Larry Tayler will be Writer-in-Residence at Macaulay House this summer. He’ll be ensconced in the resplendent dining room at Macaulay every Wednesday afternoon, writing a gay romance novel, and welcomes visitors.
The 2nd Annual Art in the County Art Symposium is on Saturday 22 June. Nicole Collins considers “Time as Material in Art,” Michelle LaValee discusses “Indigenous Ways and Curation in the Institution,” and a conversation with Jim Bravo on mural-making, “From Laneways to Libraries,” rounds out the afternoon. The 32nd annual Art in the County juried exhibition and sale takes place June 27-July 13.
In the galleries, Hatch presents the series By Canadians. The first, running now, features Julie Himel, Paul Sloggett, and Pamela Mayhew. Mad Dog presents Shores and Skies by Celia Sage, opening 21 June. Andara Gallery’s Botanica exhibition and sale features encaustic paintings by Andrew Csafordi. Mile Murtanovski’s show at BlizzMax, Escape the Robots!, features paintings by a human being. Oeno Gallery’s Summering opens Saturday 14 June; its annual outdoor sculpture garden party is 5 July. Local artist Deborah Root’s politically engaged paintings feature in the show, and she gives an Artist Talk at Oeno on June 18. For a discussion of her work, see page 9.

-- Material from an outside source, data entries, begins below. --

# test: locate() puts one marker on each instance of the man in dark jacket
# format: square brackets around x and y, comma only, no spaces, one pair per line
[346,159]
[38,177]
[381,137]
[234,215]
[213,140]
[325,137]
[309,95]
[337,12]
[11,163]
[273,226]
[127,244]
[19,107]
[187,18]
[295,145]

As for music, well, that’s hard to keep up with here, too, all year round. Base31’s Sergeants Mess Hall offers the Born Ruffians on June 14, Joel Plaskett on June 22, and Ron Sexsmith July 4. Music at Port Milford present a varied program 19 July entitled “Catharsis,” featuring select chamber works performed by the school’s faculty at St. Mary Magdalene. Singer Michael Berube is in concert at The Andrew June 5th with the Brian Legere Quartet and Gord Sheard. A not-to-be-missed event is Biglake’s 26 July fundraiser, “Silent Film in the Barn,” which features Buster Keaton’s 1926 classic, The General, with improvised piano accompaniment by classical star Ilya Poletaev.
I have to stop here. I’ve run out of not just time, but space. I will close by noting one thing: the County’s arts scene is beyond striking. It has not been devised to attract tourists, or to make money. It’s what happens when writers, painters, actors, directors, teachers, musicians, you name it, congregate in one place, able to do their thing, for its own sake, and know that people will want to attend. They do it for themselves, and for those they know will appreciate it. The County’s great strength is not just its artists, but its audiences, who offer a wonderful feedback loop: support and appreciation are all art needs to thrive.
As the County casts about for ways to spend its tourist tax, I suggest directing a steady stream to the arts here, all of them. None of these festivals, launches, or lunches makes any money, but they are the reason many of us are here, and many more are on the way. They make this place sing.